How management change has made Tesco a star buy

4 mins. to read
How management change has made Tesco a star buy

Less than three years ago, Tesco (LON:TSCO) was in dire straits. It had recently announced a possible overstatement of profits, its sales growth was negative and its outlook was downbeat. Fast forward to today and the company’s potential for rising profitability as well as an increasing share price is high.

The catalyst for this revolution is the company’s CEO, Dave Lewis, and the rest of its management team. Although a relative unknown when he took the job in September 2014, he has had a huge influence on the company’s fortunes. He and his team have made the business smaller, simpler and provided a clear sense of identity for a company which was becoming lost in its pursuit of conglomerate-like status.

The speed of change at the company has probably surprised most investors. However, it shows the difference which can be made by having the right management team in place. In my view, a company’s reputation, balance sheet strength and economic moat count for little unless the right team is in place to manage it.

Scope for change

Prior to the arrival of Dave Lewis as CEO, Tesco had become a jack-of-all-trades and, arguably, a master of none. It had diversified into a number of frivolous sectors which ultimately sapped management time and investment capital away from the majority of its business. For example, it sought to become a major player in the USA grocery industry via its Fresh & Easy brand. While it was at times able to post strong LFL sales growth, high profitability proved elusive despite significant investment.

At the same time as expanding into the USA, Tesco also sought to diversify its operations away from groceries. While this is understandable in some respects, since the company had become the dominant grocery store in the UK, the choice of industries was sometimes difficult to follow. For example, Tesco decided to sell its own tablet, purchased garden centres, coffee shops and even ventured into used car sales for a short while. None of these ventures proved as successful as had been envisaged and they created, rather than reduced, risk in my opinion.

All of these changes were being put in place at a time when Tesco faced its biggest challenges in a number of years.
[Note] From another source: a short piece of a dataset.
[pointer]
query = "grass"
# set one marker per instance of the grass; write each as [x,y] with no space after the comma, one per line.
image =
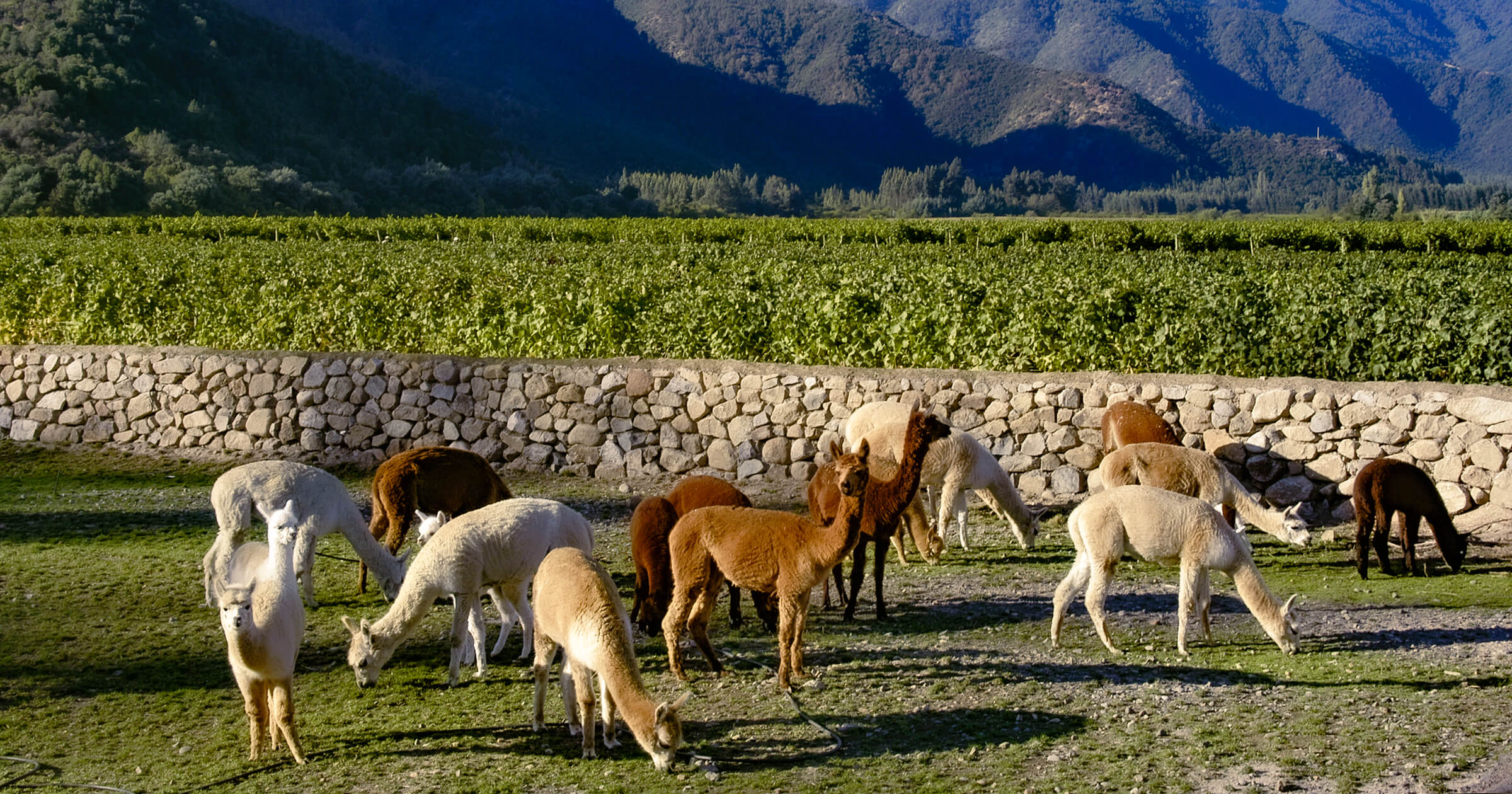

UK consumer spending was under severe pressure and no-frills alternatives such as Lidl and Aldi were grabbing market share. At a time when it should have been seeking a ‘lean and mean’ efficiency drive, Tesco had lost focus and discipline.

Major changes

The enormity of the task facing Tesco’s new management team was difficult to overestimate. However, a number of simple, logical decisions helped to gradually turn the company around and even more importantly, set out a clear vision for how the company would change in the long run.

…a number of simple, logical decisions helped to gradually turn the company around…

First, Tesco returned to being a grocer. Non-core activities were shunned in order to create a simpler, more efficient and more manageable entity. Second, Tesco focused on its UK operations. While controversial at the time given its success in territories such as Korea, this decision allowed the company’s management to drive all capital into improving the bulk of the business. Third, Tesco sought to compete with lower-cost rivals through reducing the ranges on offer, cutting costs and also investing in store refurbishments and customer service.

The latter of these changes helped to create a degree of customer loyalty and product differentiation versus Aldi and Lidl. This resonated well with customers at a time when the UK economy was emerging from the financial crisis. Although still highly price conscious, real-terms wage growth helped to dilute the focus on price and make other factors such as convenience, customer service and quality more important to the company’s target market of customers.

Future strategy

While Tesco has become a better business under its current management team, it faces an uncertain future. Inflation and wage growth in the UK are now at the same level of 2.3%. However, it seems highly probable that inflation will surpass wage growth in the coming months, since a weak pound is gradually filtering through into higher prices. This is likely to cause a squeeze on consumer spending and lead to a more price conscious consumer.

In response, Tesco is continuing to improve its financial strength and core profitability. It reduced net debt by 27% in the most recent financial year and is on course to deliver £1.5 billion in cost savings over the medium term. This could allow it to reach an operating margin of 4% by 2020, which would represent an almost doubling of its current operating margin of 2.3%. Given the potential for lacklustre sales growth due to weakness in consumer spending, efficiency and sustainability measures could help the company to outperform its rivals.

Alongside this, investment in its core products such as the £300 million announced in its full-year results may also prove to be a sound strategy to pursue, given the likelihood of greater competition within the UK grocery industry.


In my opinion, Tesco is one of the most successful recent turnaround stories in the FTSE 350. Although its recovery is not yet complete, its transition from failure to success has been swift and at least partly unexpected. It is now positioned to deliver double-digit EPS growth in each of the next two years and has become a more efficient and sustainable growth opportunity for investors.

Key to this has been its current management team. They have refocused the business on the UK, left behind dreams of a conglomerate-like business model and sought to deliver an improved product offering to compete for customers. While economic difficulties could lie ahead, the continued focus on efficiency and the possible synergies from the Booker acquisition could drive Tesco’s profitability and share price higher.